Charlotte, however, has been a very progressive city for a long time. The city was part of a movement encouraged to diversify its citizens.

The Elmwood Cemetery has strange intense energy about it that lingers to this day. Those who visit this historically intense area claim to hear disembodied voices, and phantom yells in the air. 

See more haunted places in Charlotte NC.

4. Riverside Cemetery, Asheville

Historic Riverside Cemetery in Asheville NC
Location: Riverside Cemetery, 53 Birch St, Asheville, NC 28801

Built in 1885, this Asheville cemetery is the permanent resting place for over 13,000 individuals. Some of the most notable people buried here include former North Carolina governor Zebulon Baird Vance and the author Thomas Wolfe. 
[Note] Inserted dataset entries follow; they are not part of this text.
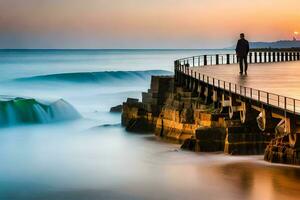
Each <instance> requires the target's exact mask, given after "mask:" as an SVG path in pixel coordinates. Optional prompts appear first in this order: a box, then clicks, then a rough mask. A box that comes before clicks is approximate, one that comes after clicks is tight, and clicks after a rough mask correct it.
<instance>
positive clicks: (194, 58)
mask: <svg viewBox="0 0 300 200" xmlns="http://www.w3.org/2000/svg"><path fill="white" fill-rule="evenodd" d="M193 67H195V57H194V56H193Z"/></svg>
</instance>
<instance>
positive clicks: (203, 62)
mask: <svg viewBox="0 0 300 200" xmlns="http://www.w3.org/2000/svg"><path fill="white" fill-rule="evenodd" d="M203 64H204V66H206V65H207V55H204V56H203Z"/></svg>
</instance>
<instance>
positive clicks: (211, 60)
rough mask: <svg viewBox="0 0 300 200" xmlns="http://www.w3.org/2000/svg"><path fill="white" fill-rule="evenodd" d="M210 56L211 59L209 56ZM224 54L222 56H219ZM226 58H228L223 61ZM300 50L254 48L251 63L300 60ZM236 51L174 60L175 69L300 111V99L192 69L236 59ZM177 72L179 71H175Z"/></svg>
mask: <svg viewBox="0 0 300 200" xmlns="http://www.w3.org/2000/svg"><path fill="white" fill-rule="evenodd" d="M208 58H209V59H208ZM220 58H221V59H220ZM224 58H225V61H226V62H223V61H224ZM299 60H300V51H251V52H250V53H249V55H248V61H249V63H271V62H287V61H299ZM237 62H238V61H237V58H236V55H235V54H215V55H200V56H193V57H187V58H183V59H179V60H176V61H175V72H180V73H183V74H185V75H187V76H190V77H192V78H195V79H197V80H199V81H202V82H203V83H206V84H209V85H211V86H213V87H214V88H219V89H222V90H224V91H226V92H229V93H233V94H236V95H240V96H243V97H245V98H248V99H251V100H255V101H257V102H260V103H262V104H265V105H270V106H273V107H277V108H279V109H283V110H284V111H285V114H286V112H290V113H293V114H298V115H299V114H300V100H299V99H294V98H291V97H286V96H283V95H278V94H275V93H271V92H267V91H263V90H259V89H254V88H250V87H245V86H242V85H238V84H236V83H231V82H228V81H224V80H220V79H218V78H215V77H212V76H208V75H205V74H202V73H200V72H197V71H193V69H192V68H191V67H202V66H208V65H220V64H234V63H237ZM175 74H176V73H175Z"/></svg>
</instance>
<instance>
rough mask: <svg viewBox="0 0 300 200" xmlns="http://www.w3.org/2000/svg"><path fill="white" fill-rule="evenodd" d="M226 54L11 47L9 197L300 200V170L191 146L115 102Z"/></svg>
mask: <svg viewBox="0 0 300 200" xmlns="http://www.w3.org/2000/svg"><path fill="white" fill-rule="evenodd" d="M227 52H228V53H231V52H230V51H226V50H1V51H0V84H1V85H0V199H1V200H2V199H5V200H6V199H128V200H131V199H205V200H210V199H221V198H222V199H228V200H231V199H237V200H239V199H249V200H255V199H264V200H276V199H280V200H285V199H299V191H300V183H299V178H300V169H299V168H298V167H291V166H285V165H274V164H269V163H266V162H264V161H263V157H262V156H243V157H240V156H227V155H224V154H222V153H199V154H196V153H192V152H186V151H181V150H180V146H179V145H177V144H169V143H166V142H164V141H161V140H159V139H158V138H155V137H154V136H153V135H151V134H148V135H143V134H132V133H128V132H126V131H125V130H124V128H123V127H121V125H120V114H115V113H109V109H110V107H111V106H115V105H118V104H121V103H122V102H123V101H125V100H126V98H127V97H133V98H140V97H141V92H142V91H146V90H147V89H148V87H149V85H150V78H151V75H167V74H172V70H173V61H174V60H175V59H177V58H181V57H187V56H192V55H200V54H213V53H227Z"/></svg>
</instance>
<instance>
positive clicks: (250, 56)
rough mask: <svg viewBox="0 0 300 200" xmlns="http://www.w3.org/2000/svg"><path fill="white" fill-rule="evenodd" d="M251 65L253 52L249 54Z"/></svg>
mask: <svg viewBox="0 0 300 200" xmlns="http://www.w3.org/2000/svg"><path fill="white" fill-rule="evenodd" d="M249 63H250V64H251V63H252V52H250V53H249Z"/></svg>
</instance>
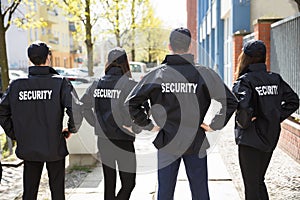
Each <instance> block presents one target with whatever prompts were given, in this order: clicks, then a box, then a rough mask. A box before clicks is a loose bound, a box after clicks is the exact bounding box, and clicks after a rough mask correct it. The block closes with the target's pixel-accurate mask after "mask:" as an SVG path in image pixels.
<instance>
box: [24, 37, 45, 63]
mask: <svg viewBox="0 0 300 200" xmlns="http://www.w3.org/2000/svg"><path fill="white" fill-rule="evenodd" d="M49 54H50V48H49V47H48V45H47V44H46V43H44V42H39V41H37V42H34V43H32V44H31V45H30V46H29V47H28V49H27V55H28V57H29V60H30V61H31V62H32V63H33V64H34V65H41V64H45V63H46V60H47V57H48V55H49Z"/></svg>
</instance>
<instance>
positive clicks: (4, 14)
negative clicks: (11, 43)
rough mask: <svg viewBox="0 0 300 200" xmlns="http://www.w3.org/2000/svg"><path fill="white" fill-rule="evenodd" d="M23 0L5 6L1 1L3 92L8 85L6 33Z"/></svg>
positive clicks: (0, 49) (1, 45)
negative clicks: (15, 12) (5, 36)
mask: <svg viewBox="0 0 300 200" xmlns="http://www.w3.org/2000/svg"><path fill="white" fill-rule="evenodd" d="M20 3H21V0H18V1H17V0H15V1H10V2H7V1H6V2H5V4H4V3H3V2H2V1H1V0H0V6H1V13H0V67H1V78H2V91H5V90H6V88H7V86H8V83H9V77H8V61H7V51H6V39H5V35H6V31H7V30H8V28H9V27H10V25H11V24H12V22H13V20H12V17H13V14H14V13H15V11H16V9H17V8H18V6H19V5H20Z"/></svg>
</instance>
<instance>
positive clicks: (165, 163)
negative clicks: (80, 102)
mask: <svg viewBox="0 0 300 200" xmlns="http://www.w3.org/2000/svg"><path fill="white" fill-rule="evenodd" d="M190 44H191V33H190V31H189V30H188V29H186V28H177V29H175V30H173V31H172V32H171V34H170V45H169V47H170V50H171V51H172V52H173V54H172V55H167V56H166V58H165V60H164V61H163V65H162V66H161V67H159V68H158V69H156V70H154V71H151V72H150V73H149V74H147V75H146V76H144V78H143V79H142V80H141V81H140V82H139V83H138V85H137V86H136V87H135V88H134V89H133V91H132V92H131V94H130V95H129V97H128V98H127V100H126V105H129V110H130V114H131V116H132V118H133V120H134V122H135V123H137V124H138V125H140V126H147V125H148V124H149V123H150V121H149V119H148V118H147V116H146V114H145V112H144V109H143V107H142V102H144V101H145V100H148V99H149V100H150V102H151V109H150V111H151V113H152V116H153V118H154V121H155V122H156V123H157V125H158V126H159V127H160V128H161V129H160V131H159V133H158V135H157V137H156V138H155V140H154V142H153V143H154V145H155V147H156V148H157V149H158V150H159V151H158V184H159V185H158V200H171V199H173V196H174V189H175V185H176V177H177V174H178V169H179V165H180V162H181V159H183V161H184V163H185V167H186V172H187V175H188V177H189V183H190V189H191V192H192V198H193V200H196V199H201V200H207V199H209V192H208V178H207V156H206V149H207V148H208V147H209V143H208V140H207V139H206V136H205V131H208V130H211V129H213V130H219V129H221V128H222V127H224V126H225V125H226V123H227V122H228V120H229V119H230V117H231V115H232V114H233V112H234V111H235V109H236V106H237V100H236V98H235V97H234V95H233V94H232V93H231V92H230V90H229V89H228V88H227V87H226V86H225V84H224V83H223V82H222V80H221V79H220V78H219V76H218V75H217V74H216V73H215V72H214V71H212V70H211V69H208V68H205V67H200V66H195V64H194V56H193V55H192V54H188V53H187V52H188V50H189V47H190ZM212 99H215V100H216V101H218V102H220V104H221V110H220V112H219V113H218V114H217V115H216V116H215V117H214V118H213V120H212V122H211V124H210V125H209V126H208V125H206V124H204V123H203V120H204V117H205V115H206V113H207V111H208V108H209V106H210V104H211V100H212ZM200 126H202V128H201V127H200Z"/></svg>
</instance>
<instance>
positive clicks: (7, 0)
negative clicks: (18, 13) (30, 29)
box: [0, 0, 47, 91]
mask: <svg viewBox="0 0 300 200" xmlns="http://www.w3.org/2000/svg"><path fill="white" fill-rule="evenodd" d="M21 5H23V6H26V7H28V8H30V10H34V9H33V7H34V4H33V3H32V2H28V1H21V0H7V1H2V0H0V6H1V13H0V66H1V78H2V82H1V83H2V91H5V90H6V88H7V86H8V84H9V76H8V70H9V68H8V60H7V51H6V37H5V35H6V33H7V30H8V29H9V27H10V26H11V25H12V24H15V25H16V26H18V27H19V28H23V29H29V28H39V27H42V26H46V25H47V23H46V22H45V21H44V20H43V19H34V18H33V16H34V12H33V11H28V13H27V14H25V15H20V14H18V16H16V11H17V10H18V8H19V7H20V6H21Z"/></svg>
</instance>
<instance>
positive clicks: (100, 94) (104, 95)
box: [94, 89, 121, 99]
mask: <svg viewBox="0 0 300 200" xmlns="http://www.w3.org/2000/svg"><path fill="white" fill-rule="evenodd" d="M120 94H121V90H115V89H112V90H111V89H95V90H94V97H95V98H110V99H118V98H120Z"/></svg>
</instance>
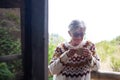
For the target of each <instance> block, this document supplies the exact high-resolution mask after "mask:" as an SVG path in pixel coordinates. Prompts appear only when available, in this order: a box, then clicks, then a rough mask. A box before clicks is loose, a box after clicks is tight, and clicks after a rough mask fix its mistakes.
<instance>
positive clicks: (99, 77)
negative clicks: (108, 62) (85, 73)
mask: <svg viewBox="0 0 120 80" xmlns="http://www.w3.org/2000/svg"><path fill="white" fill-rule="evenodd" d="M91 76H92V80H120V72H109V71H97V72H92V75H91Z"/></svg>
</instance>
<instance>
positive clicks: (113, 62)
mask: <svg viewBox="0 0 120 80" xmlns="http://www.w3.org/2000/svg"><path fill="white" fill-rule="evenodd" d="M119 55H120V54H119ZM111 67H112V69H113V71H120V58H119V57H118V55H113V56H111Z"/></svg>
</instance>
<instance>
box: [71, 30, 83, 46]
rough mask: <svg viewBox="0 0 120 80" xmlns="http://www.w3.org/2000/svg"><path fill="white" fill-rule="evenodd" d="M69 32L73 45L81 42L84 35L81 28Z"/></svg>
mask: <svg viewBox="0 0 120 80" xmlns="http://www.w3.org/2000/svg"><path fill="white" fill-rule="evenodd" d="M69 34H70V36H71V39H72V44H73V45H74V46H77V45H79V44H80V43H81V42H82V40H83V37H84V32H83V31H81V30H78V31H76V32H74V33H72V32H69Z"/></svg>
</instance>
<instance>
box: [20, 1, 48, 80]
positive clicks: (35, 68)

Riverside has several veterans buried on the property, including eighteen German soldiers from World War I. Interestingly enough, the cemetery is within walking distance of where the Battle of Asheville took place in 1865. 
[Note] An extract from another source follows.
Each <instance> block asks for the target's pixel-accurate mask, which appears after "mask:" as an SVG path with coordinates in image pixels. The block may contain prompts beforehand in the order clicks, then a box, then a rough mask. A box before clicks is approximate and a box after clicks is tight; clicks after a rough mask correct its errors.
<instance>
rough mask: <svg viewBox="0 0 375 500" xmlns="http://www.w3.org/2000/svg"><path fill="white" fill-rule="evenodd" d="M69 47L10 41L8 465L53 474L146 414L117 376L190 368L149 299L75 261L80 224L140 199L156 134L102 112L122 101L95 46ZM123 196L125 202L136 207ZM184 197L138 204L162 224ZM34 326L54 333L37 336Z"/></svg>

The cemetery comes alive with activity soon after the sun goes down. The sound of phantom gunfire is often heard echoing off the gravestones. People often also report hearing the various sounds of soldiers, yelling out orders, and commands in disembodied voices.

Some visitors have even sworn they have seen several full-bodied apparitions while in the cemetery. The ghostly specters were that of WWI soldiers, marching their way past the tombstones as if on their way to a bloody battle, long since over. 

See more haunted places in Asheville NC.

5. St. James Episcopal Church, Wilmington

Haunted St. James Episcopal Church in Wilmington NC
Location: St. James Episcopal Church, 25 S 3rd St, Wilmington, NC 28401

This Wilmington cemetery has earned the reputation of being one of the most haunted cemeteries in the entire state. Its frequent, and longstanding paranormal activity has made the cemetery a permanent talking point on local Wilmington ghost tours.

It was first built in 1739. In 1810, a young man named Samuel Joselyn got into a quarrel with his wife during a dark, wintery night. Samuel got so angry with his wife, that he stormed out of their house and took his horse for a ride.

The following morning the wife asked for local townsfolk to try to find him. Samuel was found frozen, half lying in a puddle of frozen water. Everyone believed he had experienced some kind of accident on the road, and his horse had abandoned him. He had slowly froze to death in the cold. Samuel was buried shortly after he was discovered.

In the days that followed Samuel’s friends began to experience very strange dreams about their deceased friend. He would appear in the middle of their dreams, pleading for them to dig up his body immediately.

Eventually, they realized the dreams would not cease unless they gave into his request. They dug up his body and were shocked at what they found. Samuel’s corpse was covered in a puddle of dried blood. His fingernails were nothing but raw, bloody stumps from trying to claw his way out of the coffin. He had not been dead when the town had buried him.

Today, Samuel is said to haunt the cemetery quite often. His ghost has been seen lounging by his tombstone, never far from the spot where he died.